Growthpolicy.org. Your research on desensitization to violent crime provides concrete evidence that crime victims become habituated to crime exposure as compared to non-victims. For a policymaker, what would be the implications of your findings?

Rafael Di Tella: The paper was an attempt to understand better the costs of crime and why sometimes governments that fail to deliver on reducing crime get reelected. A big unresolved issue for answering your question is how to measure the true costs once adaptation has set in. To be clear, I don’t know that we have made a lot of progress on the theory behind hedonic adaptation, and the issue of desensitization that we study is part of it. I see this project as a modest contribution to a difficult problem.
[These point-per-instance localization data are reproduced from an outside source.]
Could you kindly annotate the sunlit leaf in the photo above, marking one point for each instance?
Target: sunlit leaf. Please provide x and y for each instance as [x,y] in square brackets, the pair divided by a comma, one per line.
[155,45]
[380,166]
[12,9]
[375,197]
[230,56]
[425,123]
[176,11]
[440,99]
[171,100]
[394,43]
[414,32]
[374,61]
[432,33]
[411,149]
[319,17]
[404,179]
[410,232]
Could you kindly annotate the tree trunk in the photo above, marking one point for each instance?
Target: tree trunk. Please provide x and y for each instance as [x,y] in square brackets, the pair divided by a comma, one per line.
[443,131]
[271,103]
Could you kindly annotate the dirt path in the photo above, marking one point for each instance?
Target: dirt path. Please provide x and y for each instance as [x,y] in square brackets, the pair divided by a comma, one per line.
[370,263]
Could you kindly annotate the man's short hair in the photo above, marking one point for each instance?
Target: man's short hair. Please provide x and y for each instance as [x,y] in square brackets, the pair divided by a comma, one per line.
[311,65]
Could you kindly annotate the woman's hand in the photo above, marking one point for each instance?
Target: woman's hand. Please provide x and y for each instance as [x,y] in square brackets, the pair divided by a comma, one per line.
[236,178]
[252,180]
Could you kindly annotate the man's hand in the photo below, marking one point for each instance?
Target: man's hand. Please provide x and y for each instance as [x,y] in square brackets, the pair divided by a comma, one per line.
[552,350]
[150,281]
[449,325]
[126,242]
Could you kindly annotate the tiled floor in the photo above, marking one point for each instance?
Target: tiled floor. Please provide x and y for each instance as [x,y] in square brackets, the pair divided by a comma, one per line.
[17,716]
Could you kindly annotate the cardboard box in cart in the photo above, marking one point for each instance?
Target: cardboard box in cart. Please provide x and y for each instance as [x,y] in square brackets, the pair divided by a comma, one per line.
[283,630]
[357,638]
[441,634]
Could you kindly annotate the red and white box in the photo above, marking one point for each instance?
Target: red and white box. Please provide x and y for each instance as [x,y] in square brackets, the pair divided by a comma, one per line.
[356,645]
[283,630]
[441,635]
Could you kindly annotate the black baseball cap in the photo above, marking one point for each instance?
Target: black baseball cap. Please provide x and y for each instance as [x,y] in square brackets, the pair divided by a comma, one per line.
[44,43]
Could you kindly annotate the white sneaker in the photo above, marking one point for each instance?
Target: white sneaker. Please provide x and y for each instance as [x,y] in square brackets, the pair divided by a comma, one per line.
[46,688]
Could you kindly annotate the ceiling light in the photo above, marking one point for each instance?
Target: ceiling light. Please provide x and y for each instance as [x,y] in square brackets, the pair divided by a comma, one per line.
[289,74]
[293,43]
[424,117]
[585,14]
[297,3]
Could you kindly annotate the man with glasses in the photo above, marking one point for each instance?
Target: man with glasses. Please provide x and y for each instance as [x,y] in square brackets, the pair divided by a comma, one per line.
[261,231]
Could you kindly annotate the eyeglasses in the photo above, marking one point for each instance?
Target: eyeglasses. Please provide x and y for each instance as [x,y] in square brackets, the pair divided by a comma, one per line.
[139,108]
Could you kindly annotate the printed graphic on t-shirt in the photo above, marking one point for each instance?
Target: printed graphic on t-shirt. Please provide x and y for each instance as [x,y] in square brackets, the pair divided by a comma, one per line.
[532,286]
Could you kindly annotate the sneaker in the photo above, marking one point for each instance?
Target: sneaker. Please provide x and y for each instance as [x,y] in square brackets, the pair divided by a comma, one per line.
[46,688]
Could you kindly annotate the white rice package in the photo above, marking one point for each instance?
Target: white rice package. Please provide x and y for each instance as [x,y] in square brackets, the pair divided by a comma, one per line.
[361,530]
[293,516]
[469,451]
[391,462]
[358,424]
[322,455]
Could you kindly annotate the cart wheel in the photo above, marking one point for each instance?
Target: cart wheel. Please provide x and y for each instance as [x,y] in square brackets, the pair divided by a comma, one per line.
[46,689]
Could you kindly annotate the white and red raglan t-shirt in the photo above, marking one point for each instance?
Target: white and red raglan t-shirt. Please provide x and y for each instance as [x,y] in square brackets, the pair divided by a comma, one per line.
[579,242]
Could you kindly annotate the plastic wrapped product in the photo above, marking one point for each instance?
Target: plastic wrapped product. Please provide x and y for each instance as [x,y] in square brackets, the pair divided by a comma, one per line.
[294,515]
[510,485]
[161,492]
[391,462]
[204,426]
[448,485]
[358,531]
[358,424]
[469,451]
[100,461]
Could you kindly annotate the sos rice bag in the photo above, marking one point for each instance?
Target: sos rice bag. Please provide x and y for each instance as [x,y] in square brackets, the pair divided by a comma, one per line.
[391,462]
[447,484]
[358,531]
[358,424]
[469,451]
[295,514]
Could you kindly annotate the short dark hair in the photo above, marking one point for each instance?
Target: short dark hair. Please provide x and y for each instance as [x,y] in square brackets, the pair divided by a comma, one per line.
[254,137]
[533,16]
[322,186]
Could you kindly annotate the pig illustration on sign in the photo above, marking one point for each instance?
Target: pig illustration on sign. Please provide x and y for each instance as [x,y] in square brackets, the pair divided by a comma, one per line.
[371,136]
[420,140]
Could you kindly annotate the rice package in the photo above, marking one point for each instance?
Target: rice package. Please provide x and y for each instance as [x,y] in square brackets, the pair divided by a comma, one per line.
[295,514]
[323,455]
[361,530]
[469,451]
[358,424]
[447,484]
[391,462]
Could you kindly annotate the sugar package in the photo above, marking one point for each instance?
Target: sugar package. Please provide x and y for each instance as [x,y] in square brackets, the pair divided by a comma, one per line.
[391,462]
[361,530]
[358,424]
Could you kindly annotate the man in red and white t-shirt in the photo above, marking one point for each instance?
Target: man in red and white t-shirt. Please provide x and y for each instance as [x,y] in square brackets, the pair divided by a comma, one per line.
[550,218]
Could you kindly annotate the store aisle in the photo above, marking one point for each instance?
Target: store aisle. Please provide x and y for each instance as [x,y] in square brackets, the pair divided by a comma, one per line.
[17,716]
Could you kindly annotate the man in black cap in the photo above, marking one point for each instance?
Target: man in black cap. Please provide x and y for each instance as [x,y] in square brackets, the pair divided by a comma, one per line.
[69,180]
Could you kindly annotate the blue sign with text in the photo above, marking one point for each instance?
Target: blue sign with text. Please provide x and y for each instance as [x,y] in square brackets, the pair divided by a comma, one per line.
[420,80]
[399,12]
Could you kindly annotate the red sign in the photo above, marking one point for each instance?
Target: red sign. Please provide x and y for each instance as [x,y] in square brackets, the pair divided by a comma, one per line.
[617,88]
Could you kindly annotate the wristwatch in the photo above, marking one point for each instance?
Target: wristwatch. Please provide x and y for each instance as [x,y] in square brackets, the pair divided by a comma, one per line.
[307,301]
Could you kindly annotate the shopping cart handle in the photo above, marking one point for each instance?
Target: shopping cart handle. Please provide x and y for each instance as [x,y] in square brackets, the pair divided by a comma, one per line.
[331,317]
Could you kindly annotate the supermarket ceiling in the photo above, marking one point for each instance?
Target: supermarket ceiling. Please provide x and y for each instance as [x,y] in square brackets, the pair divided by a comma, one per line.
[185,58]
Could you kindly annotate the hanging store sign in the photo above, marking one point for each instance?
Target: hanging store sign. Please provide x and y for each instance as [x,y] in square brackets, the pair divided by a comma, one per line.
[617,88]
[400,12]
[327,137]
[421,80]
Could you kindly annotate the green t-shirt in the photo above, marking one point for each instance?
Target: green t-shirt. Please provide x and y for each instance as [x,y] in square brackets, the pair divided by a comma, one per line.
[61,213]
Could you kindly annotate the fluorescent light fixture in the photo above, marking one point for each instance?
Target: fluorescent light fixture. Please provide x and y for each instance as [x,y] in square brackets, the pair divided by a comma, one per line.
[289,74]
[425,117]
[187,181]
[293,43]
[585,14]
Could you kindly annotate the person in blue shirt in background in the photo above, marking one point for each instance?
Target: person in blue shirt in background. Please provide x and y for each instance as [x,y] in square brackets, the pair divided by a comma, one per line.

Growthpolicy.org. You have authored a significant body of research on crime and social behavior—for instance, your work on electronic monitoring versus incarceration and the effects of each on criminal recidivism. As you point out in your paper, society has been dealing with this question since Jeremy Bentham proposed the “Panopticon” in 1791. On the subject of criminal recidivism, what, according to you, are some of the current challenges for social welfare systems?

Rafael Di Tella: Crime is a major social problem, which affects the poor more than the rich (because the former have access to less effective technologies to deter crime). One contributor to the amount of crime, paradoxically, could be the prison system. Indeed, in many countries, people leaving prisons have a higher tendency to commit crimes than before they got into a prison. Thus, and besides the extraordinary cruelty that society is inflicting on people to go to some of these prisons, prisons could be counterproductive: they deter some people, but the people that are sent there end up being more dangerous. This is one of the (many) reasons that we have to develop alternatives to incarceration and we think that electronic (or GPS) monitoring of offenders is one of them.

Growthpolicy.org. In your research on the role of anger in regulation, you establish a framework that shows how anger and competition are connected. What are the policy implications of your research for regulators?

Rafael Di Tella: It is very simple: regulatory agencies have been put in place to increase the fairness of market economies but, somehow, economists have managed to twist that objective into one of efficiency. In other words, we went from justice and preventing exploitation to eliminating “Harberger’s Triangles.” It is really remarkable. Our project tries to develop a model where the gains from maintaining the beliefs that firms are “nice” is really large and the main objective of regulation. We think that scrutiny of the type of regulation actually implemented in democracies gives ample support for our approach.

Growthpolicy.org. In a recent paper, you assessed children’s sharing behavior and beliefs using a game theoretic approach. Why is it important for economists and policy makers to study social behavior in children?

Rafael Di Tella: It was part of a series of papers trying to understand self-serving beliefs and how they might affect cooperation. One of the reasons that it is interesting to study children is that it gives you some idea of when these behaviors/mental mechanisms are developed and how much emotional maturity/sophistication is required. But you should ask my co-authors who were the main drivers of this project and have more experience in thinking about children’s development.